強い危機感を抱いた梅子は、自立した女性を育てるための学校をつくる夢を抱き、再度アメリカへ留学します。

留学先のブリンマー大学では、質の高い少人数教育を受け、その後の梅子の教育観へとつながっていきます。また、在学中から、自分のあとに続く日本女性のための奨学金制度(「日本婦人米国奨学金」委員会)を設立しました。

1892年に再び帰国した梅子は、女学校で教鞭をとるかたわら、デンバーで開催された万国婦人クラブ連合大会への出席、ヘレン・ケラー訪問、ナイチンゲールとの会見など、多方面で女性の新しい生き方に多くの刺激を受けて、日本女性のための高等教育に力を尽くす決意を固めます。

そして1900年、世間の女子教育の関心が高まった所で、父・仙や多くの友人に協力してもらい、ついに女子高等教育の先駆けとなる女子英学塾(現津田塾大学)を創設。我が国の女子教育は大きな一歩を踏み出したのです。
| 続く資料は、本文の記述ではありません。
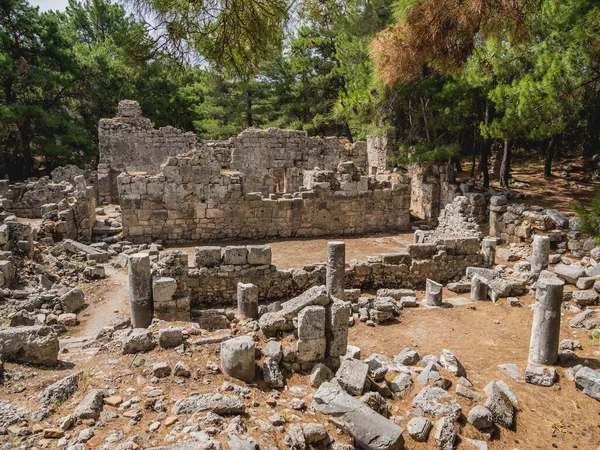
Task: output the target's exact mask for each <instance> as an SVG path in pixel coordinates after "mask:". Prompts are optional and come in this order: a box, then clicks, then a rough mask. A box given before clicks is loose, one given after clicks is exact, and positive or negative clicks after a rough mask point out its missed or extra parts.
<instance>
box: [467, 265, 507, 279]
mask: <svg viewBox="0 0 600 450" xmlns="http://www.w3.org/2000/svg"><path fill="white" fill-rule="evenodd" d="M466 274H467V278H468V279H471V278H473V275H479V276H480V277H481V278H483V279H484V280H486V281H487V282H489V281H491V280H493V279H494V278H498V277H499V276H500V272H498V271H497V270H493V269H486V268H484V267H467V270H466Z"/></svg>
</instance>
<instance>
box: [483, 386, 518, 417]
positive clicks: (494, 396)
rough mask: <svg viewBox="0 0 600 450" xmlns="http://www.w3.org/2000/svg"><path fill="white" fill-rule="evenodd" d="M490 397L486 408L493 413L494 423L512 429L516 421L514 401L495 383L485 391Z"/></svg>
mask: <svg viewBox="0 0 600 450" xmlns="http://www.w3.org/2000/svg"><path fill="white" fill-rule="evenodd" d="M484 391H485V393H486V395H487V396H488V398H487V400H486V401H485V404H484V406H485V407H486V408H487V409H489V410H490V412H491V413H492V420H493V421H494V423H496V424H498V425H500V426H503V427H504V428H511V427H512V426H513V424H514V421H515V408H514V406H513V403H512V401H511V400H510V398H509V397H508V395H506V393H504V391H503V390H502V389H500V387H499V386H498V384H497V383H495V382H493V381H492V382H490V383H489V384H488V385H487V386H486V387H485V389H484Z"/></svg>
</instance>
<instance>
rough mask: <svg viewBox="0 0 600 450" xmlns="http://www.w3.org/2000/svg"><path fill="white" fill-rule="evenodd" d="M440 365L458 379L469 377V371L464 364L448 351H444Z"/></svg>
mask: <svg viewBox="0 0 600 450" xmlns="http://www.w3.org/2000/svg"><path fill="white" fill-rule="evenodd" d="M440 364H441V365H442V367H443V368H444V369H446V370H447V371H448V372H450V373H453V374H454V375H456V376H457V377H465V376H467V371H466V370H465V368H464V366H463V365H462V363H461V362H460V361H459V360H458V358H457V357H456V355H455V354H454V353H452V352H451V351H450V350H448V349H443V350H442V355H441V356H440Z"/></svg>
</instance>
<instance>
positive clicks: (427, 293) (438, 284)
mask: <svg viewBox="0 0 600 450" xmlns="http://www.w3.org/2000/svg"><path fill="white" fill-rule="evenodd" d="M442 289H443V286H442V285H441V284H440V283H436V282H435V281H433V280H430V279H429V278H427V285H426V287H425V298H424V299H423V304H424V305H427V306H442Z"/></svg>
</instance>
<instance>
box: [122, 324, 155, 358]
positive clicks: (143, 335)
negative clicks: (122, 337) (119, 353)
mask: <svg viewBox="0 0 600 450" xmlns="http://www.w3.org/2000/svg"><path fill="white" fill-rule="evenodd" d="M155 346H156V344H155V343H154V340H153V339H152V332H151V331H150V330H147V329H146V328H134V329H133V330H131V333H129V334H128V335H127V336H126V337H125V339H123V347H122V352H123V354H124V355H133V354H135V353H140V352H149V351H150V350H152V349H153V348H154V347H155Z"/></svg>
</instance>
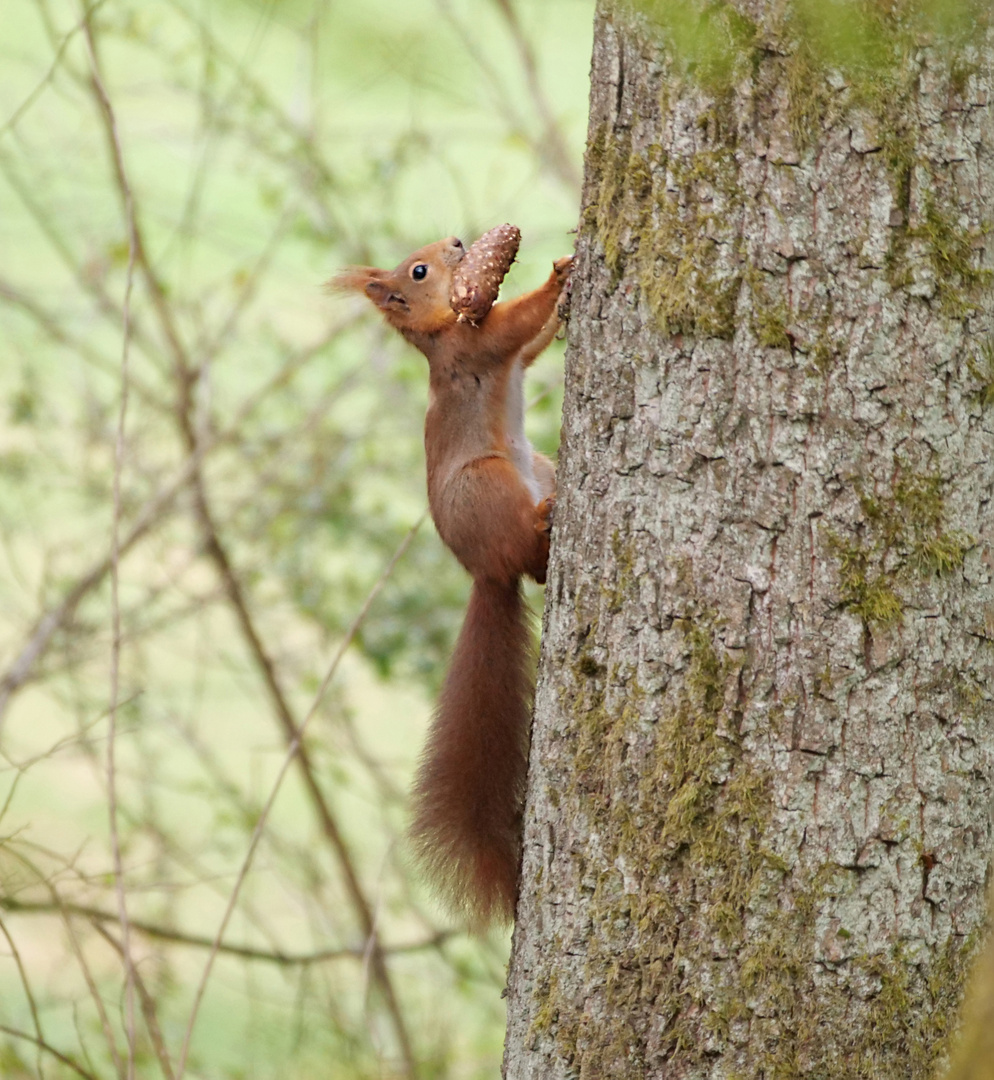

梅子は、身分の関係のない、女子の教育向上に力を注ぎました。これまでの女子教育は、花嫁修行が中心だったため、女子英学塾の評判はたちまち世に広まりました。一方、その厳しい教育に脱落する者も多く、梅子は「鬼教師」と呼ばれるほどだったそうです。

ただ、そこで一生懸命学び、卒業した生徒たちは、今も多くの分野で道を切り拓き、様々な変革を実践しています。彼女が蒔いた小さな種は大きな花を咲かせたのです。

女性の立場が弱く社会進出が困難だった時代に、その常識に打ち勝って女性の新しい生き方を示した津田梅子。高い志と熱意を持って団結すれば、大きなことを成し遂げられるということを、学校という場をつくることで示してみせたのです。